Caltech operates its own power plant to generate electricity, and now exports more electricity than it imports. Meanwhile, consumption of electricity on campus has decreased over the long term. And campus studies and infrastructure investments are laying the groundwork for a significant change in utility systems that would reduce emissions.
In 2021, Caltech exported more electricity than it imported for the fourth time in five years. Caltech's cogeneration plant, which produces both electricity and steam for utilities from natural gas, met 68 percent of campus electricity needs in 2021. Natural-gas-powered fuel cells provided 30 percent of Caltech's electricity and solar panels generated 2 percent. Caltech does draw power from Pasadena's electric grid, but over the course of a year, 100 percent of net electricity is produced onsite.
More than 50 years ago, Caltech became an early adopter of cogeneration, or combined heat and power. This efficient technology integrates natural gas, steam turbines, and a steam generator. The current plant, Caltech's third, was celebrated as "the most efficient and cleanest burning engine that we've ever had" when it was installed in 2003.
Caltech added a new fuel cell in 2021, helping diversity campus electricity sources and build resiliency.
In 2021, Caltech brought more rooftop solar power into its energy portfolio, adding 200 kilowatts of installed power capacity to reach a total of 2 megawatts. Rooftop solar power meets 2 percent of Caltech's electricity demand.
In 2022, new cooling towers and pumps improved the efficiency, seismic safety, and quietness of equipment at the central utility plant. The campus's electrical distribution network is also being improved.
Caltech is exploring paths to decarbonizing electricity and thermal systems. Technicians have completed thermal and air-handling studies of campus buildings. Modernizing and decarbonizing the campus will turn from study to action, with a goal of bringing significant change to Caltech utility systems while supporting all research and academic needs.

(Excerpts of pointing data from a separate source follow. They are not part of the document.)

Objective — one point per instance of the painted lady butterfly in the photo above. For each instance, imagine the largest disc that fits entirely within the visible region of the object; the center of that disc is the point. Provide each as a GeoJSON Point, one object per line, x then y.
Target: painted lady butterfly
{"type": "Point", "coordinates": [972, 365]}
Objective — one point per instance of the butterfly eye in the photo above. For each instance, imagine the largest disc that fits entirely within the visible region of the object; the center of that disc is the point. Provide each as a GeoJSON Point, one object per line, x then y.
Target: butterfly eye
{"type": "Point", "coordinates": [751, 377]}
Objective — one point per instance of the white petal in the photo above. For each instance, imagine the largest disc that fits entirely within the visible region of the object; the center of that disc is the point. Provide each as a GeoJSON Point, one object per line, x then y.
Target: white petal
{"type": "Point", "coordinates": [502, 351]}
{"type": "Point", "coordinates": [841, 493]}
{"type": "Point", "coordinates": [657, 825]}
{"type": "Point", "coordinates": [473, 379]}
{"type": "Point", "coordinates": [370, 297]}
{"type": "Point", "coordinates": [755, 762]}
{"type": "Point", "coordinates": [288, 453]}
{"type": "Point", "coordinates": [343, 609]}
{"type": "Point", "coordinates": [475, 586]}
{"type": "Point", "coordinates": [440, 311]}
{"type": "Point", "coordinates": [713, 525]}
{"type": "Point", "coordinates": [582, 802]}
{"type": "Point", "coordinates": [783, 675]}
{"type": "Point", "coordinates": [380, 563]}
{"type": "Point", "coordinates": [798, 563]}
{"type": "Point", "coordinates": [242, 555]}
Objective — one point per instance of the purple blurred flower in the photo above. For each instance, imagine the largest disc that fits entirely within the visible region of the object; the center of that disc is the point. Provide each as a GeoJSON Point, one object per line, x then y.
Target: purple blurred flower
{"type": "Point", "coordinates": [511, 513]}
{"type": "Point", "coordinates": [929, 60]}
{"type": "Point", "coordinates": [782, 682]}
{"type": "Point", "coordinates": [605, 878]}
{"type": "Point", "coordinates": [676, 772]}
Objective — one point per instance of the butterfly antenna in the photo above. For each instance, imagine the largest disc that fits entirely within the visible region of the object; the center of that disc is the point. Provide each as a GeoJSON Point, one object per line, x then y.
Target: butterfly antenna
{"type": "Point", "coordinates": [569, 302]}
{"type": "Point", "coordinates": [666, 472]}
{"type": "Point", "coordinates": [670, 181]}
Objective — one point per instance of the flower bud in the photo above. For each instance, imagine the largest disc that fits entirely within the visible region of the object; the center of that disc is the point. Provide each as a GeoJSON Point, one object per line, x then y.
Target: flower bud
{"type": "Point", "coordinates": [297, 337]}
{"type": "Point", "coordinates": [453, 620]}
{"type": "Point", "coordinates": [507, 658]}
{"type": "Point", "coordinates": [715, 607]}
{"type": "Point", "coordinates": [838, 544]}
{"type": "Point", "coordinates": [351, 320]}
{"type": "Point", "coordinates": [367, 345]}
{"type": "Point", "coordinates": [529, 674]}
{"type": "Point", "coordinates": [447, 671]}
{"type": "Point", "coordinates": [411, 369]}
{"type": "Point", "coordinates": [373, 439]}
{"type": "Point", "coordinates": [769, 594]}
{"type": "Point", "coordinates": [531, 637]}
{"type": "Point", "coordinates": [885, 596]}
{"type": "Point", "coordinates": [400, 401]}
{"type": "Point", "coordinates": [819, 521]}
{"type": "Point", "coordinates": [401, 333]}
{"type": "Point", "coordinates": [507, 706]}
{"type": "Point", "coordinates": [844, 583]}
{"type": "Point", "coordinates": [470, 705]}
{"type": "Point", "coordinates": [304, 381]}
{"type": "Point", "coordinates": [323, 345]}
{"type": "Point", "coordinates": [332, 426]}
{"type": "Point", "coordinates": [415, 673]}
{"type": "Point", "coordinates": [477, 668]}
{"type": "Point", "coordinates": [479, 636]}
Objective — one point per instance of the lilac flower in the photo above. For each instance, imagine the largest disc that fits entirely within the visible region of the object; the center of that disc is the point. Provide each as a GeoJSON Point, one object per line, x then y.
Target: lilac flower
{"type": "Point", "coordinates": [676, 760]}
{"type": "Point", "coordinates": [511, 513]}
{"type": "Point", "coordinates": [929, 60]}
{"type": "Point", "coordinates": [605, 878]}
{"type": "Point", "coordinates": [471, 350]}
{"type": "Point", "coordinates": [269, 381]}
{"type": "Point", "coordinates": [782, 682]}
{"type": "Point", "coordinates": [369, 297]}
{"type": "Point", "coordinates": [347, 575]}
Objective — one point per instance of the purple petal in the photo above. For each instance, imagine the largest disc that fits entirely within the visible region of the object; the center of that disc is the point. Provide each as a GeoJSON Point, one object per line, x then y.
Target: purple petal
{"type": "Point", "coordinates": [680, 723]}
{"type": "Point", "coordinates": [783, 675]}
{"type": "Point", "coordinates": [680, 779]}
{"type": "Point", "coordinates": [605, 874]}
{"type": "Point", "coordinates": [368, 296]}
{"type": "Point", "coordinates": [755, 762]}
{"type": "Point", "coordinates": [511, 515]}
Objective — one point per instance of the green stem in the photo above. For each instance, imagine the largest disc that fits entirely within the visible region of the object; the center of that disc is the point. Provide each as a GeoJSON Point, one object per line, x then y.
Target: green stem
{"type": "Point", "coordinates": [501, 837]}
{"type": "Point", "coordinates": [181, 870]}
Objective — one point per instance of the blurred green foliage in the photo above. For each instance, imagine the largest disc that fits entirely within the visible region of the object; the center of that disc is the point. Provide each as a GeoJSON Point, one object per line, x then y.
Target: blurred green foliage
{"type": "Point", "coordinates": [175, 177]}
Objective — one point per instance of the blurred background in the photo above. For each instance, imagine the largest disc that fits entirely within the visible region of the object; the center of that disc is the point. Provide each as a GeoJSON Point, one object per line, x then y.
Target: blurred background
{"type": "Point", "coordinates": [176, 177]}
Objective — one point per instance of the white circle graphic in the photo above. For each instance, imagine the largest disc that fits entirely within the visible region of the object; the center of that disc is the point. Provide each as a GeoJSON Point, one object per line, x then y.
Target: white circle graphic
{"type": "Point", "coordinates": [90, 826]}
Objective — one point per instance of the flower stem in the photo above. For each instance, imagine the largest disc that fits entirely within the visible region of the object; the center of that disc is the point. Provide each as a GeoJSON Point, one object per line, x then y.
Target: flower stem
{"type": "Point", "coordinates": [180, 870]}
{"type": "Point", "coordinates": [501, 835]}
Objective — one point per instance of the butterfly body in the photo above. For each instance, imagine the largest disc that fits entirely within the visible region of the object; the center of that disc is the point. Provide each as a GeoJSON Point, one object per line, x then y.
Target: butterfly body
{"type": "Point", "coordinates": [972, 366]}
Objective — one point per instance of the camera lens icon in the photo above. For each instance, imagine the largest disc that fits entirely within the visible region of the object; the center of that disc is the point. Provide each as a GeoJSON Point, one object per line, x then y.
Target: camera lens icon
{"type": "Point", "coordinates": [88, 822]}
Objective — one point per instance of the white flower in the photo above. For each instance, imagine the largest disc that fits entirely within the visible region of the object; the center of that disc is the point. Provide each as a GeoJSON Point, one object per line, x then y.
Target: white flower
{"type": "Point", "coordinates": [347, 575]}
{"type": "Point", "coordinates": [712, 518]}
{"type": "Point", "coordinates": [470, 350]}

In a collaborative effort with 32 other leading U.S. institutions, Caltech helped launch the Billion Dollar Green Challenge, an initiative to invest a cumulative total of one billion dollars to fund energy-efficiency upgrades on campuses across the country. Caltech was the first institution to make the commitment to use a self-managed green revolving fund for sustainability improvements as part of the challenge.
Caltech's green revolving loan fund is called the Caltech Energy Conservation Investment Program (CECIP). CECIP is the process by which capital to implement energy conservation measures is borrowed from the endowment and, through a rigorous system of measurement and verification, savings are moved from the utility budget back to the endowment.
CECIP has contributed to campus utility savings of nearly $20 million over the past decade.
Electricity Consumption and Greenhouse Gas Emissions
Total electricity consumption declined 5 percent between 2016 and 2021. However, power use in 2021 was 5 percent higher than in 2020, with the return of many employees to campus and the opening of the new Chen Neuroscience Research Building. Green building practices and utility infrastructure improvements contributed to a decrease of 3 percent in the amount of energy used in buildings per square foot, which reached its lowest level since 2015.
Predictably, Caltech emissions rose between 2020 and 2021 as campus activities resumed. Total greenhouse gas emissions have decreased 29 percent between 2008 and 2021. Caltech has incentivized more sustainable commuting practices, reduced Institute-funded air travel, and reduced how much energy its buildings require. Building operation and the energy generation that supports it are the greatest sources of emissions.
Research Leadership: Managed Electric Vehicle Charging Technology
Professor Steven Low’s NetLab research laboratory invented smart technology for charging many electric vehicles simultaneously while optimizing power flow. Low's graduate student Zach Lee commercialized the technology through startup PowerFlex Systems, working with Hilton, Google, JPL, and Caltech. PowerFlex was acquired in 2019 by EDF Renewables North America. Low is Caltech's Frank J. Gilloon Professor of Computing and Mathematical Sciences and Electrical Engineering.